Minneapolis Ditches ‘Racist’ Reading Program, May Seek Refund


The Minneapolis school board has voted to put an end to its relationship with Reading Horizons, the company behind a controversial literacy curriculum that included books with racial stereotypes.

The program, built around the phonics method, was set to roll out into classrooms this fall as part of an effort to promote literacy to around 8,000 kindergartners, first and second-graders.

However, some of the books portrayed pictures and content found by teachers, parents and administrators to be racist and to reinforce negative stereotypes.  One such book was called “Lazy Lucy,” which featured a young girl from Africa.  The children did not see the primer, writes Tim Nelson for MPR News.

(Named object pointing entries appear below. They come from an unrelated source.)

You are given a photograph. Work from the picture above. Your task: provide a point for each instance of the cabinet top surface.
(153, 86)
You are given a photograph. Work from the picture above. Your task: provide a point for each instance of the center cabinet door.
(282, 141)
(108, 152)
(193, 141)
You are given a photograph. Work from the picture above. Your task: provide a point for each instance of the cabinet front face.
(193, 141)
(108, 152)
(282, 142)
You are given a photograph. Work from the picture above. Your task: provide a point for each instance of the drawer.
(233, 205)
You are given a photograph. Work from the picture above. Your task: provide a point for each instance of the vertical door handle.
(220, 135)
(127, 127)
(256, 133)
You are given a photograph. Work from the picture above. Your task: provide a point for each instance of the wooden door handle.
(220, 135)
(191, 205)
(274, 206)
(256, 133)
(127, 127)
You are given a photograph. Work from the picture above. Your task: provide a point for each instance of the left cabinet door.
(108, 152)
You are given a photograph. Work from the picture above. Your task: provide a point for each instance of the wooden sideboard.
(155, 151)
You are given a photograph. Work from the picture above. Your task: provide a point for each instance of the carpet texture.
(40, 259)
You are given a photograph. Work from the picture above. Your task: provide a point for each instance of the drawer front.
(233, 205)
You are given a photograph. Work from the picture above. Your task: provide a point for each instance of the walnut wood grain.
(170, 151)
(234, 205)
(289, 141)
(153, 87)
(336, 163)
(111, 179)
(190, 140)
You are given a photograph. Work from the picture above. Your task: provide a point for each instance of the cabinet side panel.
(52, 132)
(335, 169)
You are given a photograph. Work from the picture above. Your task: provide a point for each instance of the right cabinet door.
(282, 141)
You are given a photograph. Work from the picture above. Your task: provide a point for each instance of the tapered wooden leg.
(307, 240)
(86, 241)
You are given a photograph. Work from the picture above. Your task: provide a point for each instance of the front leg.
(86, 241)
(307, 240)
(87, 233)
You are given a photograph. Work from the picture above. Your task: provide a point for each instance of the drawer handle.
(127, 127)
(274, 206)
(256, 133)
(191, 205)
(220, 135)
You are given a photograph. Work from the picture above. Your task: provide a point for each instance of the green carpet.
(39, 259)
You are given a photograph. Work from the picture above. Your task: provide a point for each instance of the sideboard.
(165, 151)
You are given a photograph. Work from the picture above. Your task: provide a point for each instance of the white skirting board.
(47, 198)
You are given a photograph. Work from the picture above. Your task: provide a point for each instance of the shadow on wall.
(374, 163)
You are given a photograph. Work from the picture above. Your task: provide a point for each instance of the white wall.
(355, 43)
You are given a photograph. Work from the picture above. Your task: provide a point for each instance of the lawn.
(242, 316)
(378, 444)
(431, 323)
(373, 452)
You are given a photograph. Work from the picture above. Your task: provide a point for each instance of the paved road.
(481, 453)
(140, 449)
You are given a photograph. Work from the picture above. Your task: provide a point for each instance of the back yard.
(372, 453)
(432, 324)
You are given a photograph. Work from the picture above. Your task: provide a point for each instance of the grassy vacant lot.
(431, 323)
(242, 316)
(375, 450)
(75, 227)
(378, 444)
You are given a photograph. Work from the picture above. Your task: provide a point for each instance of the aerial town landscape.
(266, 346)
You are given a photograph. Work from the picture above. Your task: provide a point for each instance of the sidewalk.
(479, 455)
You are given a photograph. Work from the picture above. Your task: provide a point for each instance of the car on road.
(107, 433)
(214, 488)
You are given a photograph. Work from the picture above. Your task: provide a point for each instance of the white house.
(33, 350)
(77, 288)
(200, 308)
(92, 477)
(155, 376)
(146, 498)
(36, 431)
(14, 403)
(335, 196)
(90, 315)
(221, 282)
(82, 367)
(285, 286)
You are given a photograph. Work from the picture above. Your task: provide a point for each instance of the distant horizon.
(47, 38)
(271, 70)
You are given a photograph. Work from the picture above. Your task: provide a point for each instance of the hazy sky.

A number of angry parents came to the board meeting with many waving signs and lining up to speak, which caused the board to vote to remove the books from area classrooms.

“I know that many of you are frustrated and rightfully distrust us,” said chairperson Jenny Arenson. “Tonight, we’re going to repair those errors and we’re going to create a plan to prevent future harm.”

As a result of the vote, the board’s relationship with Utah-based Reading Horizons was terminated immediately.  It is unclear whether or not the board will be able to obtain a refund for the $1.2 million the district has spent so far on the program, writes Beena Raghavendran for The Star Tribune.

“I’m the first one to recognize that our team failed to do a number of different things … in terms of purchasing protocol, inability for us to recognized derogatory materials and take appropriate steps and so forth,” said Michael Goar, interim superintendent of Minneapolis schools. “If we had done our job, clearly, the board would not be in this predicament.”

Prior to the vote, Goar had admitted that the books had not been looked at beforehand and had been returned to the manufacturer with the expectation that they would be revised.

Goar went on to say that he was unsure what the school board’s next move would be, as it does not want to go back to using a curriculum that did not work, nor does it want to interrupt the current learning taking place.

Tyson Smith, the president of Reading Horizons, also apologized for the situation.  He added that he does believe the company can help district schoolchildren, and that he wishes the company would have had the chance to fulfill promises it made to help improve reading skills.  Smith said that the company was trying to fix the issues raised.